Permission management follows a similar pattern. Implementing role-based access control (Editor, Viewer, Commenter, etc.) becomes awkward when working with Yjs's XML-based representation of ProseMirror documents. Rather than directly evaluating transactions for permission compliance, developers must predict the net effect of XML transformations—a process far more error-prone than direct transaction inspection.
Memory Management and Debugging Nightmares
Yjs's design for truly masterless peer-to-peer systems necessitates maintaining tombstones for deleted content—markers that record an item's deletion to ensure proper reconciliation. This creates a fundamental tension:
- Retain tombstones indefinitely to preserve data integrity, consuming memory
- Implement garbage collection with arbitrary time limits, risking data loss
The underlying YATA protocol garbage collects tombstones at approximately 30-second intervals—a compromise that makes little sense in non-masterless topologies where simpler approaches can efficiently store and retrieve edit history.
Debugging CRDT-based systems presents its own challenges. Unlike simpler approaches where bugs typically manifest as predictable synchronization failures, CRDTs converge only eventually. This makes identifying transient divergence from permanent corruption nearly impossible, turning debugging into an exercise in frustration. Standard debugging techniques—idempotency keys, duplicate request testing, race condition detection—become ineffective when the system's behavior is probabilistic rather than deterministic.
The Availability Myth
A commonly cited advantage of CRDTs is improved availability during server outages. Clemmer challenges this notion, pointing out that modern collaborative applications rely on numerous services beyond text storage:
- Media servers for embedded content
- Permission services
- Presence systems
- Durability layers (S3, K/V storage)
When any of these services fail, the application typically needs to stop serving traffic anyway. In such scenarios, using a CRDT primarily as a networking protocol rather than an availability strategy introduces unnecessary complexity with minimal benefit.
When Yjs Makes Sense
The article doesn't entirely dismiss Yjs, acknowledging its potential value in truly masterless peer-to-peer editing scenarios where no single authority can be established. However, such use cases remain rare compared to the majority of collaborative applications that can benefit from simpler, more predictable approaches.
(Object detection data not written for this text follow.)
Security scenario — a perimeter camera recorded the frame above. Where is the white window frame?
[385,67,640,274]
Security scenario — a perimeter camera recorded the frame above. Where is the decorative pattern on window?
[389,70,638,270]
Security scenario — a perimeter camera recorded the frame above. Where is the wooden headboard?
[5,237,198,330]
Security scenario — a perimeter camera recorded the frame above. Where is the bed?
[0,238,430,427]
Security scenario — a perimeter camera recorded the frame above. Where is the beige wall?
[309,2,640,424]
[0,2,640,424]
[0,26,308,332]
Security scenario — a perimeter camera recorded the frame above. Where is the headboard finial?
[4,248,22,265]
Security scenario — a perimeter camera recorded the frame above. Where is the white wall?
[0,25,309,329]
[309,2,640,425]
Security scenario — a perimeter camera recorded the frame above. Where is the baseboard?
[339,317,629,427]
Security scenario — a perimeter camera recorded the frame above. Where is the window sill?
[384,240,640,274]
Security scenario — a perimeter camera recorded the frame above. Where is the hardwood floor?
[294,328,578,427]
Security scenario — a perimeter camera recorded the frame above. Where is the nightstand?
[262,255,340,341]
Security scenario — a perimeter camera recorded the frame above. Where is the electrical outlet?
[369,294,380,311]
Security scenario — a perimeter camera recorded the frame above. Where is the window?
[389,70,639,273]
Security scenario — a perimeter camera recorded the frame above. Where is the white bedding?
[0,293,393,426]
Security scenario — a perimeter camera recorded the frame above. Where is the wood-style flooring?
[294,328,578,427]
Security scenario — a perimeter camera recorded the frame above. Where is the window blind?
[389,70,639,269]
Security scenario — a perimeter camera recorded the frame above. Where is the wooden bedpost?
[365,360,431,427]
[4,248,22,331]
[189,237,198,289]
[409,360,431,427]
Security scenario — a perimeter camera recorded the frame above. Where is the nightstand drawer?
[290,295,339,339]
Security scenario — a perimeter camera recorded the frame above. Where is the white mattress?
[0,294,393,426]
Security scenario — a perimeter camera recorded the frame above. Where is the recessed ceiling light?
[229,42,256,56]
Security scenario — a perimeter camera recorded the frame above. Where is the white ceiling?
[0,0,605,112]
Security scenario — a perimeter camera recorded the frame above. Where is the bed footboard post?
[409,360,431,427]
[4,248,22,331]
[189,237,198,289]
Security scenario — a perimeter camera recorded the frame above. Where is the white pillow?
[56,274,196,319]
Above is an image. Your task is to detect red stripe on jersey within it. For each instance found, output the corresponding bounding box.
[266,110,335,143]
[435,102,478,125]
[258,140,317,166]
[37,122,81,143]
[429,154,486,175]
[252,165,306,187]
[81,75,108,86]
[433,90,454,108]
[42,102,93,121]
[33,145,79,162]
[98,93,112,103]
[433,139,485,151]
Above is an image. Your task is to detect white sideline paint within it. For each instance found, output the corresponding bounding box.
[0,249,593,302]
Rethinking Collaborative Editing Design
Perhaps the most significant implication of Clemmer's critique is a call for rethinking how we design collaborative editing technologies. The current ecosystem appears to prioritize algorithmic elegance over practical user experience, resulting in tools that are needlessly complex and introduce significant performance and reliability challenges.
As the author notes, "when you design a library, you have to start with the end-user experience you want to enable, not an algorithm." For most users, this means collaborative editing that is fast, predictable, and reliable—not one that occasionally sacrifices document integrity for theoretical convergence guarantees.
The prosemirror-collab approach demonstrated in the article offers a compelling alternative, delivering the core collaborative editing functionality users need with dramatically reduced complexity. While Yjs and CRDTs may continue to dominate discussions of collaborative editing technologies, this thoughtful critique serves as an important reminder that sometimes simpler solutions better serve real-world needs.
For those interested in exploring the alternative approach mentioned in the article, the prosemirror-collab library provides the foundation for the 40-line solution. The Yjs documentation offers insight into the CRDT approach, though developers should carefully consider whether the complexity aligns with their specific requirements.